En même temps, les pays d’Ikea, d’H&M et des rennes volants, on aurait bien du se douter que c'étaient les rois du marketing.
Et le grand plaisir que j’ai eu en lisant La Belle dormit cent ans, plus que l’intrigue, c’était ces ambiances étranges du Grand Nord. On est en effet bien loin de la Scandinavie d’Epinal, à suivre Varg Veum (dont le nom signifie « le loup dans l’enclos sacré », il y a quand même des parents extras) entre Copenhague et Bergen. Ancien agent de la protection de l’enfance devenu détective privé, il récupère à Copenhague Lisa, seize ans, dans un bordel de dernière catégorie, droguée, maigre, en colère. Il la ramène à ses parents et est alors sollicité par les voisins pour retrouver leur fils Peter, 21 ans, ancien petit ami de Lisa et drogué lui aussi. Entre entrepreneurs en bâtiments véreux et secrets de famille, Varg Veum trouve, dans une petite ville de province chaude et ennuyée, de quoi alimenter sa curiosité.
Bergen est la ville de Staalesen et on sent bien qu’il l’aime : il la décrit simplement et avec de petits détails qui permettent d’en sentir vraiment l’atmosphère, il passe des quartiers cossus aux petits appartements, des maisons de bois aux tours modernes (le roman date de 1980), les îles alentour où passer le week-end, le foot, les ferrys, les embouteillages et l’université.

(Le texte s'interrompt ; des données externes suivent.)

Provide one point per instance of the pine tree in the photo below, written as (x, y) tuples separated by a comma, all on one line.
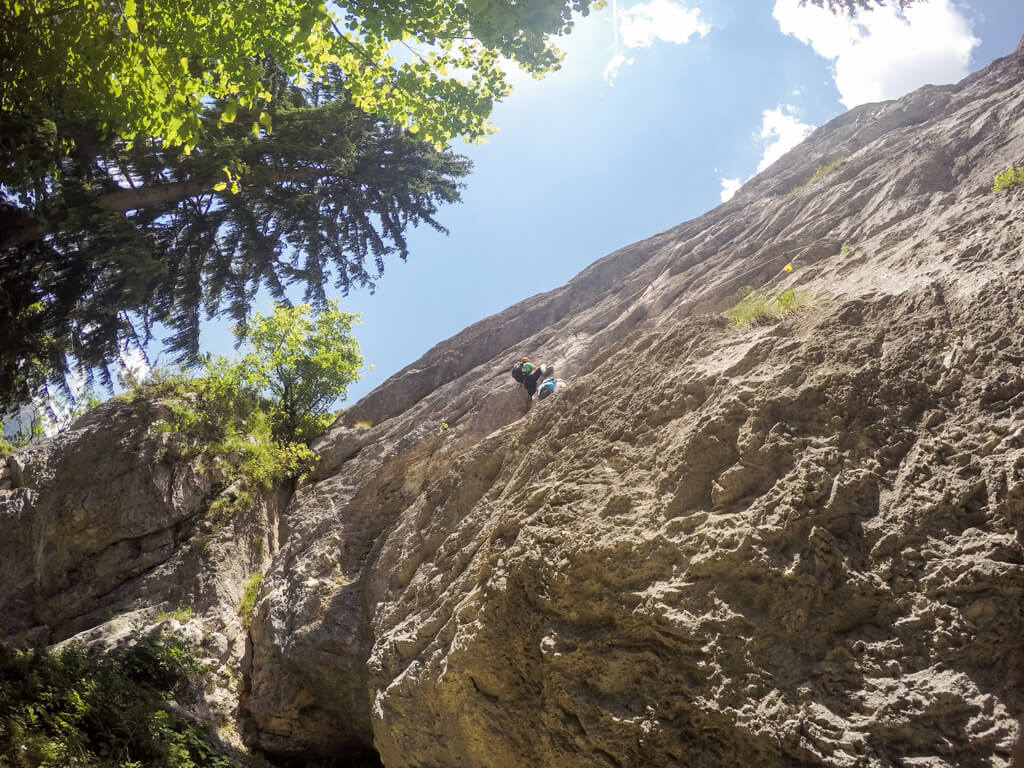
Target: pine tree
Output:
[(130, 235)]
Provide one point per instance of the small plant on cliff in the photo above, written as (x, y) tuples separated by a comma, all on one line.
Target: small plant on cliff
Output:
[(821, 170), (1010, 177), (251, 419), (71, 707), (249, 596), (753, 307), (302, 360), (181, 613)]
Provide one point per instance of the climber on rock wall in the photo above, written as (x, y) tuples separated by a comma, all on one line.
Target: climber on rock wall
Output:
[(529, 375)]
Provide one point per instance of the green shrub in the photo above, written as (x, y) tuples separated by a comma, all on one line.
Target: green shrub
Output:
[(249, 596), (753, 307), (1010, 177), (821, 170), (181, 613), (223, 424), (75, 708)]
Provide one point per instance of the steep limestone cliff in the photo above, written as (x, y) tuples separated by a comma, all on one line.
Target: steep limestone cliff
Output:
[(793, 544)]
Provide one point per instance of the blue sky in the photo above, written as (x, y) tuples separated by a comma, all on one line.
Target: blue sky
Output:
[(596, 157)]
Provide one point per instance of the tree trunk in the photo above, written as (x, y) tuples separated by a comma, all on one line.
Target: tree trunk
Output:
[(25, 228)]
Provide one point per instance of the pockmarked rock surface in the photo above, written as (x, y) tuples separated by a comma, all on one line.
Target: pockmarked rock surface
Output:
[(794, 544)]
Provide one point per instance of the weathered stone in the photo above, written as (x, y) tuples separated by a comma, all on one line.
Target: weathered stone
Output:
[(794, 544)]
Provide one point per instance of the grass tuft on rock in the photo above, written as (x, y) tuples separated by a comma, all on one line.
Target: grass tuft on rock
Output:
[(754, 307), (1013, 176), (249, 596), (71, 707)]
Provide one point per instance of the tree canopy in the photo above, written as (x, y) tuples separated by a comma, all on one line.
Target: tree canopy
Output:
[(302, 360), (80, 72), (128, 238), (852, 6)]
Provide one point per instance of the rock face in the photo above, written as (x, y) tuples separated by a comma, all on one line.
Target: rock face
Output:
[(103, 532), (797, 544)]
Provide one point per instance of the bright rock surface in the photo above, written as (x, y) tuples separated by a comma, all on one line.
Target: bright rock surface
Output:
[(793, 544)]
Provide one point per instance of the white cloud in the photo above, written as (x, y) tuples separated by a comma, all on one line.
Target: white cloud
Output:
[(780, 130), (659, 19), (884, 53), (611, 71), (729, 187)]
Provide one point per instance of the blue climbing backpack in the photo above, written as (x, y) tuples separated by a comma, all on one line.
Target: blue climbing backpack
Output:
[(547, 387)]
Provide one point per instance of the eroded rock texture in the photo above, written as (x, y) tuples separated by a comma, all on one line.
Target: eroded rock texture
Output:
[(798, 544)]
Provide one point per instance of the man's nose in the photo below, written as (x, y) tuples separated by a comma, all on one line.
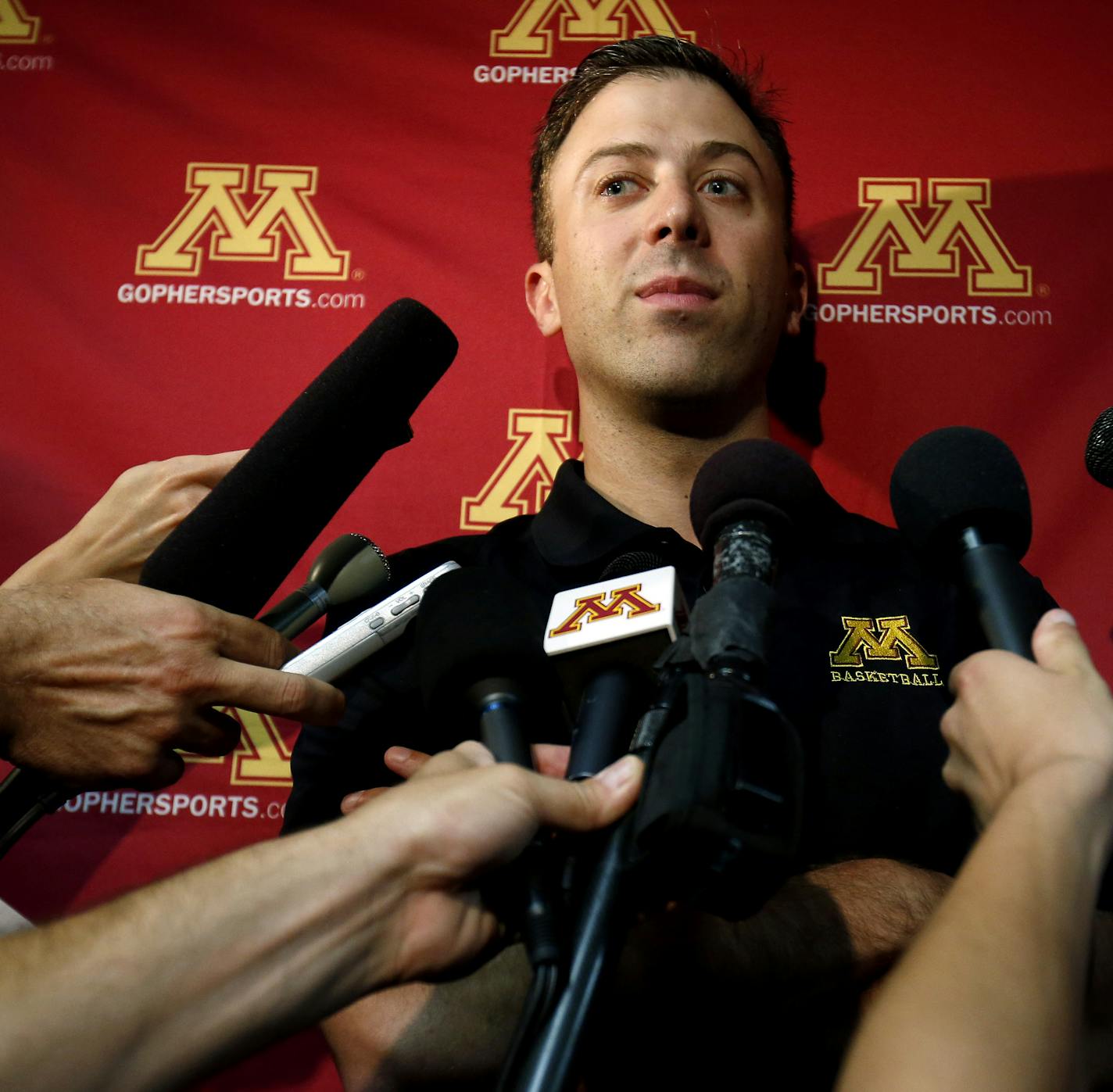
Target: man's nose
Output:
[(677, 216)]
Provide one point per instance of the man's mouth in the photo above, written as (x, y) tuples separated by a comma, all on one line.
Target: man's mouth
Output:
[(677, 292)]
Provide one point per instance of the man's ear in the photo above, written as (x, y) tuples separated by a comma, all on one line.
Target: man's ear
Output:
[(541, 297), (797, 297)]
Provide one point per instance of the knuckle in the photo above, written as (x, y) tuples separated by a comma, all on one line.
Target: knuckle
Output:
[(291, 692)]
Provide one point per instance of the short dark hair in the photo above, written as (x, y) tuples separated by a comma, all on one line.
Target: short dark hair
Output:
[(657, 57)]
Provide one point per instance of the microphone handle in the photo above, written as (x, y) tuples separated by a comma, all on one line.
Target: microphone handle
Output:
[(995, 579), (606, 722), (501, 729), (25, 798)]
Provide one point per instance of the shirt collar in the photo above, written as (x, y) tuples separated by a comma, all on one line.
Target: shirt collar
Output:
[(578, 527)]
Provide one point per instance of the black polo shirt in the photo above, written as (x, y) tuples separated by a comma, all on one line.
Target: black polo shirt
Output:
[(861, 641)]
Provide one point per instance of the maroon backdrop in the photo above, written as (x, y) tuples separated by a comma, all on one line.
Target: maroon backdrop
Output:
[(205, 202)]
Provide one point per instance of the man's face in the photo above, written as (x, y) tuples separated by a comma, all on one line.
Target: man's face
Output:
[(669, 276)]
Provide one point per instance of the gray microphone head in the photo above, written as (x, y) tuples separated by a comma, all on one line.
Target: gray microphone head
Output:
[(364, 574), (1100, 449)]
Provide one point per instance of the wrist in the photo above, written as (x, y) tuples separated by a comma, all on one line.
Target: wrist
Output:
[(1070, 803)]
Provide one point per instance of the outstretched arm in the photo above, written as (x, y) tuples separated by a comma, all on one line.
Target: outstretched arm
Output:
[(166, 984), (991, 997), (120, 531), (100, 682)]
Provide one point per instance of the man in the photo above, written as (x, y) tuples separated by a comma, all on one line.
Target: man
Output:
[(102, 682), (662, 196), (168, 983)]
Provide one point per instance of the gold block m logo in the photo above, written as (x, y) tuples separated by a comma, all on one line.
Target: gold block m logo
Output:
[(958, 216), (539, 444), (881, 639), (595, 608), (582, 20), (17, 27), (238, 234)]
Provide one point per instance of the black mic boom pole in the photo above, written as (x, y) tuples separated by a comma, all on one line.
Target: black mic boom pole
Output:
[(243, 539)]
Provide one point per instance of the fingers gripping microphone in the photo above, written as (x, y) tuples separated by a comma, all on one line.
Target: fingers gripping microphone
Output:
[(603, 640), (960, 496), (239, 543), (724, 787)]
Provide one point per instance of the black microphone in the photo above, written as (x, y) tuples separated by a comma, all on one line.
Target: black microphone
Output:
[(349, 567), (238, 546), (1100, 449), (960, 496), (725, 779), (747, 501), (479, 655), (241, 542)]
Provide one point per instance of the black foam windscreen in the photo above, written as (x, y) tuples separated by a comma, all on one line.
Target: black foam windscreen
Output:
[(239, 543), (755, 479), (961, 478), (478, 624), (1100, 449)]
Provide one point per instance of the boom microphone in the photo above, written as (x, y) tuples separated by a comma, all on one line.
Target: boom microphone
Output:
[(479, 653), (603, 640), (960, 496), (349, 567), (1100, 449), (238, 546), (239, 543)]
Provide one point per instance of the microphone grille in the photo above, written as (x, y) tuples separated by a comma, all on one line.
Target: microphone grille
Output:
[(956, 478), (1100, 449), (627, 564)]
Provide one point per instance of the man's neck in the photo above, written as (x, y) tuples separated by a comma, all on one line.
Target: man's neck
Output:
[(647, 471)]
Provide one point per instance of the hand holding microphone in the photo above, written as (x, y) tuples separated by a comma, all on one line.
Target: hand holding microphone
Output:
[(100, 682)]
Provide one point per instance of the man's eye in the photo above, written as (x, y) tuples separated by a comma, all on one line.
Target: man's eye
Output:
[(618, 187), (722, 187)]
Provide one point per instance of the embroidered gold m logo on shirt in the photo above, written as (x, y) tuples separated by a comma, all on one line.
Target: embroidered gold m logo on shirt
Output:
[(958, 215), (886, 639), (242, 234), (596, 607)]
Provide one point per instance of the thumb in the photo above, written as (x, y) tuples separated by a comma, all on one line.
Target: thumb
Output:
[(1058, 647), (590, 804)]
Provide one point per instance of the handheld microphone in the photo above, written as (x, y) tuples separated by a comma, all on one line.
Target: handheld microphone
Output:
[(746, 501), (603, 640), (479, 653), (239, 543), (1100, 449), (960, 496), (349, 567), (292, 481)]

Les révélations se succèdent et pourtant le suspens n’est pas altéré avant la fin (en même temps je suis nulle pour trouver la clé d’un polar)(et de toute façon je lis presque toujours la fin à peine arrivée au milieu du polar en question)(mais je suis sûre que je n’aurais pas deviné). L’histoire, adolescents drogués et prostitués, adultère, trafic, est glauquissime, et en cela bien scandinave à mes yeux. Pour moi la Scandinavie a la couleur un peu verdâtre de la série danoise « Kommissar Beck », adaptation d’une série littéraire si je ne m’abuse. Varg Veum est un personnage très humain, solitaire, porté sur l’aquavit, divorcé, voyant peu son fils de huit ans qui lui suggère un jour de se trouver une fille ; pas un super détective, mais un rêveur et un obstiné.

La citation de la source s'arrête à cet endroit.